On 6/19/06, Alexander Skwar <[EMAIL PROTECTED]> wrote:
thank you! actually I was just wondering about the missing flag with the new version before reading this post.
> I set the USE flag, but locale -a still list nearly
yep, I have solved that problem, cause my locales.build is there though, syntax is not correct. I have replaced it with the locale.gen. now it works!
fei huang wrote:
>
>
> On 6/19/06, *Alexander Skwar* <[EMAIL PROTECTED]
> <mailto:[EMAIL PROTECTED] >> wrote:
>
> Alexander Kirillov wrote:
>
> > I've lost most of them locales after upgrade to glibc-2.3.6-r4.
>
> You'll need to create a /etc/locale.gen file. After that, read
>
> man 5 locale.gen
> man 8 locale-gen
>
> and run /usr/sbin/locale-gen
>
> > I don't have userlocales flag set either.
>
> As there *is* no such flag, there's really no need to set it.
>
>
> there IS a userlocales flag available for the previous version,
So, there IS no such flag available for the current version, ie.
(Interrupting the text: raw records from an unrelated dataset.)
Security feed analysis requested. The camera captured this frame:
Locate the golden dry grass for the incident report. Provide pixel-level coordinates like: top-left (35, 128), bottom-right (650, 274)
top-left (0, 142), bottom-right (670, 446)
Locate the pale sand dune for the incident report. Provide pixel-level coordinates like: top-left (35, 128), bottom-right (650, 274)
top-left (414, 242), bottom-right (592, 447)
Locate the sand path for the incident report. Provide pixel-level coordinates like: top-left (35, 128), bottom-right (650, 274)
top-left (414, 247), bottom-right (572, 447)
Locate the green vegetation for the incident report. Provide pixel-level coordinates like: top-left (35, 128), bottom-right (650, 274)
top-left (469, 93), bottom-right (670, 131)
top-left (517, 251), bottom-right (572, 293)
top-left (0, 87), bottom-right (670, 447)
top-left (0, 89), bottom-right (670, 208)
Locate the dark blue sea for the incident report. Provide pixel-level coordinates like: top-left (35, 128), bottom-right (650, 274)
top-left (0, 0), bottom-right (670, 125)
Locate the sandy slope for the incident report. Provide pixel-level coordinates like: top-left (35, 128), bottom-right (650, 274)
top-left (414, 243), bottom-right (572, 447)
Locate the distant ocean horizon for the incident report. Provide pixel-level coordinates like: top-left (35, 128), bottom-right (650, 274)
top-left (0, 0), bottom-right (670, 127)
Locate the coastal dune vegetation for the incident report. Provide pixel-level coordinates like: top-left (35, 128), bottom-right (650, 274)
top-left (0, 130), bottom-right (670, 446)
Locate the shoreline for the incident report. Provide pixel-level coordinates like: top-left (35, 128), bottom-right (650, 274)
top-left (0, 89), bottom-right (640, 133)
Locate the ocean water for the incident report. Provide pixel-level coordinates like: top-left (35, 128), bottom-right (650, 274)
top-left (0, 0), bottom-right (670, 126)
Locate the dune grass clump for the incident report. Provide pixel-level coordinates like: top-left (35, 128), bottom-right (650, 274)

the version, the OP is about.
thank you! actually I was just wondering about the missing flag with the new version before reading this post.
> seems
> not working though,
Worked very well, when there used to be such a flag. At least on
my systems it worked very well.
> I set the USE flag, but locale -a still list nearly
> everything.
Did you create a /etc/locales.build file?
yep, I have solved that problem, cause my locales.build is there though, syntax is not correct. I have replaced it with the locale.gen. now it works!
> the latest r4 version ignore this flag somehow.
Yes, as I said: There IS no such flag as "userlocales". But you're right,
this flag is ignored - just like other non-existant flags.
Anyway, the solution is to create a /etc/locale.gen file and run locale-gen.
Alexander Skwar
--
Would it help if I got out and pushed?